The Sound of Falling (2026; d. Mascha Schilinski)
It took me a couple of days to shake off the effect of The Sound of Falling. I saw it at a screening room on 29th Street. I knew very little about the film going in. I made plans with someone after, because I hadn’t checked the run time. Yeah, those plans had to be canceled. The movie is long! I emerged from the screening room, all caught up in the world of the film and the spiritual/philosophical elements addressed … I felt haunted. I walked back to the hotel, kind of wrung out. It’s so good. I reviewed for Ebert.

Death Is a Caress (1949; d. Edith Carlmar)
The Criterion Channel is streaming a number of film noirs from Norway. This one is kind of like Postman Always Rings Twice: there’s a car mechanic, there’s a lady married to a man she doesn’t love. Sparks fly. Handsome mechanic has a nice appropriate girlfriend, and suddenly he’s lying to. her, he’s nowhere to be found, she’s getting hurt. 1949, man. 5 years after the end of the war.

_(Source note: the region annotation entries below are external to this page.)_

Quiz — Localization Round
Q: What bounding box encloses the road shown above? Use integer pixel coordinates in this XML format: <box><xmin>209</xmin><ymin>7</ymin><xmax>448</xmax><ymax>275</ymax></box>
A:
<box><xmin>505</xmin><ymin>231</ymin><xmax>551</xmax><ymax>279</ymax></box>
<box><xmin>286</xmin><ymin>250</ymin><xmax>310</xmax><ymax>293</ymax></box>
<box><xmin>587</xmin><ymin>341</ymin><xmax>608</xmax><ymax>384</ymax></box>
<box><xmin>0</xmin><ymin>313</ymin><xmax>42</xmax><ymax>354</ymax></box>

Meshes of the Afternoon (1943; d. Maya Deren)
Maya Deren is one of the pioneers of American experimental film-making. Her name comes up all the time, as a wellspring and inspiration for the generation that came after. A fascinating woman, she lived in Hollywood, collaborated with her husband, they made these surreal movies at their house. She was only 44 years old when she died. Meshes of the Afternoon is haunting and mesmerizing, with a woman (Deren) falling asleep – perhaps? – at her house, and getting recurring strange images of a cloaked figure with a mirror face (scary) – time loops and loops, she pursues but can never catch. The camera angles are filled with meaning (Lynch, I am sure, knew her work well), and there’s violence in the air, in the juxtaposition of images.

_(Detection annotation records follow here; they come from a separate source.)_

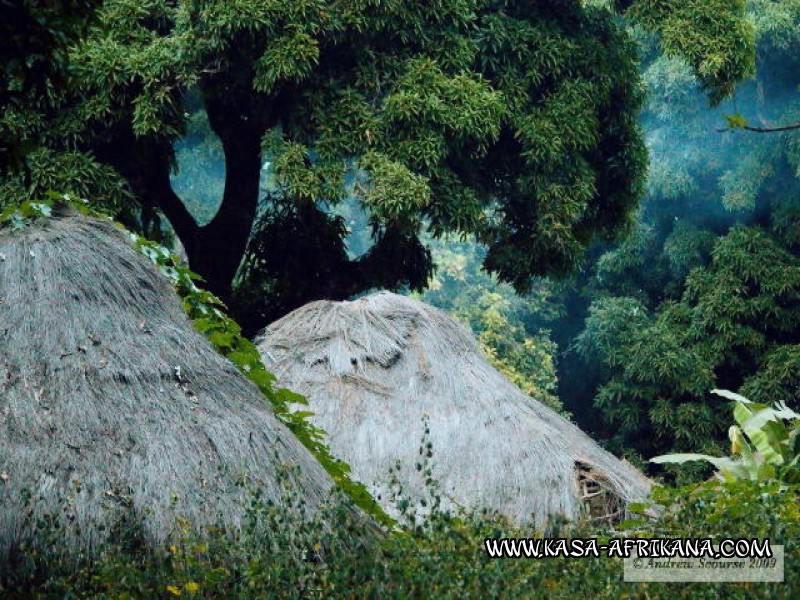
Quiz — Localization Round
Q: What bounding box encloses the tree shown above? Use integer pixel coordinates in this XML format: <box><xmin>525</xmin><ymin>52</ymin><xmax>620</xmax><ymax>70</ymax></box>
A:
<box><xmin>0</xmin><ymin>0</ymin><xmax>98</xmax><ymax>172</ymax></box>
<box><xmin>566</xmin><ymin>1</ymin><xmax>800</xmax><ymax>455</ymax></box>
<box><xmin>0</xmin><ymin>0</ymin><xmax>749</xmax><ymax>318</ymax></box>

In Cold Light (2026; d. Maxime Giroux)
I like Maika Monroe, I’ve reviewed a bunch of her films, so I’m happy to keep that up with her latest, In Cold Light. I reviewed or Ebert.

Possession (1983; d. Andrzej Żuławski)
I haven’t seen this in years. But it is burned into my brain forever. The subway-tunnel scene will never leave me and exists as an apex, of sorts, of a kind of raw acting you rarely see on film, or anywhere else. You can’t even believe what you’re watching. She is extraordinary. The film is a fever-dream of marriage. It flat out would not work if Sam Neill and Isabelle Adjani weren’t so completely authentically FERAL.

Predators (2025; d. David Osit)
What a strange disturbing watch. I have very mixed feelings about the whole thing. Worth a watch, especially if you ever watched To Catch a Predator.

Somewhere (2010; d. Sofia Coppola)
A windy empty masterpiece. Her best. Her most uncompromising. There’s nothing to grasp onto. It makes Lost in Translation look plot-heavy. But it’s the FEEL. It’s a film from another time, a freer time. It feels contemporaneous with Five Easy Pieces or Two-Lane Blacktop: a confrontation with emptiness. Not too many people can take it. American film, in general, REALLY can’t take it.




I caught Predators virtually through Sundance last year and it stuck with me through the rest of 2025. The second act where the filmmakers follow the amateur Hansens is one of the ickiest things I have ever watched. The whole thing is so heavy.
Daniel – thanks for reading and commenting! The amateur Hansen crowd is so disturbing. Like, what do these people get out of it? Besides clicks? The ones who are so gung-ho are often sketchy themselves – it reminds me of the horrific Snowtown murders – and the harrowing 2011 movie Snowtown – where these p*do hunters were actually all p*dos themselves – a kind of inverted ferocity coming not so much out of guilt but a smokescreen for their own sins. I don’t know. It happens. I’m not making accusations but those “independents” make me VERY uncomfortable – especially because I don’t feel like they care about the victims. That’s not why they’re doing it.
And that one “case” profiled at the end – where Hansen made the call to go after an 18 year old … I don’t know. It’s a grey area. Or maybe it isn’t. I think it’s wrong what they did.
Thanks for the intro to Death Is A Caress. Just found a good copy on YouTube.
I’m hearing nothing but good things about The Sound Of Falling.
Happy New Year.
Maddy
The Sound of Falling really stayed with me – it’s not an easy film but it just grips you, or at least it gripped me. Would love to hear your thoughts.
The Norway noir series on Criterion was so fun – all of the films were new to me and it was so cool to see.